My suggestions for what to do next, were originally proposed in The Week last year.
It's by no means a complete program—it does not address for example the huge problem of the increased Medicaid burden on the states—but it's something Republicans could actually do right away, in ways that meet their commitments to their constituents, see for example point 3 about the individual mandate. Personally, I find the mandate acceptable, but Republican leaders probably can't avoid working around rank-and-file views that the mandate must go—especially if the Supreme Court decides that the mandate is constitutional, as I'm guessing it likely will:
1) Bring forward the waiver effectiveness date to Jan. 1, 2014. It's just crazily burdensome on states that first they must get the ACA system up and working, and only then be allowed to develop their own alternative. There should be Democratic votes in the Senate for this kind of federalism measure.
ADVERTISEMENT
2) Reform the way in which ACA is financed.
The ACA is (supposedly) paid for with new taxes on higher-income taxpayers, beginning Jan. 1, 2013.
Greg Sargent at The Washington Post has charted the distributive effect of the ACA tax increases.
For earners in the top 5 percent, the bite is real but small. For earners in the top 1 percent, the bite becomes noticeable.
If it turns out that the ACA's costs have been underestimated (a good guess), then the bite on upper-income earners will be even more severe.But financing a universal health care benefit with a narrowly targeted tax exacerbates all the perverse incentives in U.S. health care. The U.S. already spends too much: 17 percent of national income, as compared to only 13 percent for the second-biggest spender, Switzerland.
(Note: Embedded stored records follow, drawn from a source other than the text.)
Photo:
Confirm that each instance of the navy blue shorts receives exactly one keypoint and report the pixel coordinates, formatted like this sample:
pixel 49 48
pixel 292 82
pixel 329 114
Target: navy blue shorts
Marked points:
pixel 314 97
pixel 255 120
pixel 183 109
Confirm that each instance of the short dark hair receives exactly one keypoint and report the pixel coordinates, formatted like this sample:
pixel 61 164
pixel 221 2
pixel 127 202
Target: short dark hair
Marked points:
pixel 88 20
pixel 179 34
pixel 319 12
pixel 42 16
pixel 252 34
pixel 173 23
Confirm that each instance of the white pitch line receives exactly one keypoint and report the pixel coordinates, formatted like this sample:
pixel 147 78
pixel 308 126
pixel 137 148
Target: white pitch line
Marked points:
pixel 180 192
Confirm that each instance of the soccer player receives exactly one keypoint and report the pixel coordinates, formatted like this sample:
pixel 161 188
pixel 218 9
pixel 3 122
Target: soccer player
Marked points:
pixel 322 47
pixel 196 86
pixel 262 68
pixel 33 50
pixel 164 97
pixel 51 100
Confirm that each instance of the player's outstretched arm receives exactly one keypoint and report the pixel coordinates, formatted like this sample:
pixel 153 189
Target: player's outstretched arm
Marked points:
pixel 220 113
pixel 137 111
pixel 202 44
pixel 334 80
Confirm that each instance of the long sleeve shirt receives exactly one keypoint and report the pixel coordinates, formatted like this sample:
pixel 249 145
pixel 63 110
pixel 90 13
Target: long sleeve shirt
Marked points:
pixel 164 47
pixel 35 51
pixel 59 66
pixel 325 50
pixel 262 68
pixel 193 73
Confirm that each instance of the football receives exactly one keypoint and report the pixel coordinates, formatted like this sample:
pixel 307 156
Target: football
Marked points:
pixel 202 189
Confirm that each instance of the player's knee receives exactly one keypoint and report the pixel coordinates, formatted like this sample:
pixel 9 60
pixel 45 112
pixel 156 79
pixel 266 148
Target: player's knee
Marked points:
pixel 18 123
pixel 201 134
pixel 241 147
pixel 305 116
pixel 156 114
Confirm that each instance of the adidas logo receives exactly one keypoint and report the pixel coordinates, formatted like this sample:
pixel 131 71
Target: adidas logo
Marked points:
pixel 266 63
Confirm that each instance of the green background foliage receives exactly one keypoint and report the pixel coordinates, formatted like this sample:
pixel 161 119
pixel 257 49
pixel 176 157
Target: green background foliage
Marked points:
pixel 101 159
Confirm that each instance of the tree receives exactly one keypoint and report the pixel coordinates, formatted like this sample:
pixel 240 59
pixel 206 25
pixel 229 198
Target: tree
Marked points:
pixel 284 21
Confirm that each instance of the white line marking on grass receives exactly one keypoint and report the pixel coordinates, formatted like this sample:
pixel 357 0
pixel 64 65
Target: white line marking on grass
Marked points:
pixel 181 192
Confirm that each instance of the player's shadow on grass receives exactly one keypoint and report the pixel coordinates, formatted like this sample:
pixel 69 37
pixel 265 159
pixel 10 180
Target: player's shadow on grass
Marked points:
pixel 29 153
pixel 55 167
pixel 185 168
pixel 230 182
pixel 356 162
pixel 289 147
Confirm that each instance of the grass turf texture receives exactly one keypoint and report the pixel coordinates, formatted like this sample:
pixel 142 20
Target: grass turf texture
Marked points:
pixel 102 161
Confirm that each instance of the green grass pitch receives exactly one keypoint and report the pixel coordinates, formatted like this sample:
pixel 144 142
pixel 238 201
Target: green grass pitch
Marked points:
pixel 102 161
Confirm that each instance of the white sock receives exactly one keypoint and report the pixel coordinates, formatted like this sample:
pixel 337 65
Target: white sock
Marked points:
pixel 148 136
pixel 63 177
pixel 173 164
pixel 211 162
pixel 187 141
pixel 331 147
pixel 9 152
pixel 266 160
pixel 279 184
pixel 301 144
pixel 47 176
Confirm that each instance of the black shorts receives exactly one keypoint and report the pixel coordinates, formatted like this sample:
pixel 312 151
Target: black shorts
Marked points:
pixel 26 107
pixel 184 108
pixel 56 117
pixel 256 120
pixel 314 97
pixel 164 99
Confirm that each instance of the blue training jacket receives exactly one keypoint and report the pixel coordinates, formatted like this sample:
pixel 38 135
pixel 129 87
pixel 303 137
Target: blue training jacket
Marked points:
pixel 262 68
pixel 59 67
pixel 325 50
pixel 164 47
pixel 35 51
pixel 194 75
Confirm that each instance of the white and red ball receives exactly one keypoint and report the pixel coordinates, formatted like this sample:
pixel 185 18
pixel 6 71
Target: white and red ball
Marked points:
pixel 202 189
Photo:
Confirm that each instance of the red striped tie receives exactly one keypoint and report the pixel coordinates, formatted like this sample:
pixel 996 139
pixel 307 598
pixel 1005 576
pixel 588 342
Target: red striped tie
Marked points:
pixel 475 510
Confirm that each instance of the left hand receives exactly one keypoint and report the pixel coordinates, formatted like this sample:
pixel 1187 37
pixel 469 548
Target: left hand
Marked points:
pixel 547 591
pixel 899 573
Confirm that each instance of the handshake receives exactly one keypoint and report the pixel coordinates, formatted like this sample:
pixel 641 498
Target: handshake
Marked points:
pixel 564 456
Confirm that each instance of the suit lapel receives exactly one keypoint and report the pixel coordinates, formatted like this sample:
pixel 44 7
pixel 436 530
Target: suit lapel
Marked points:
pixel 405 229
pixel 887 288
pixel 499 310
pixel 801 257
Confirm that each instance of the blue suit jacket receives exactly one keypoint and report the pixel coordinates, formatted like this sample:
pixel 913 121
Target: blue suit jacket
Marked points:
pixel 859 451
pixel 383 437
Extending health care coverage at the expense of only a few will only intensify the system's pro-spending bias.
3) Replace the individual mandate with a refundable tax credit valid only for the purchase of health insurance. Politics is not an entirely rational business. True, the individual mandate originated as a conservative and Republican alternative to government-run single-payer health insurance. But that was then. Today, the mandate is reviled among conservatives as an outrageous violation of individual liberty. There's no arguing the point. A work-around on this issue has become an indispensable ideological requirement for Republicans.
4) Unleash the cost controllers. Contrary to widespread impression, Americans don't use more health care than other people. They are actually less likely to see a doctor in a year than Western Europeans. When they go to hospital, they don't stay longer. But every item they do use costs more than its European counterpart. America needs a green eyeshade party willing to do the disagreeable work of squeezing waste from the system.
And since, post-ACA, cutting waste creates opportunities to reduce taxes, the waste-squeezing job logically falls to Republicans.
Back in 2009-2010, there were opportunities to negotiate many of these changes with an administration and a Democratic Party desperately eager for Republican buy-in. Those opportunities were thrown away. Republicans should not repeat this mistake in 2013. A fight for total repeal will end in total defeat. It will leave the ACA intact, as is, to accrete interest group support until reform becomes all-but-impossible.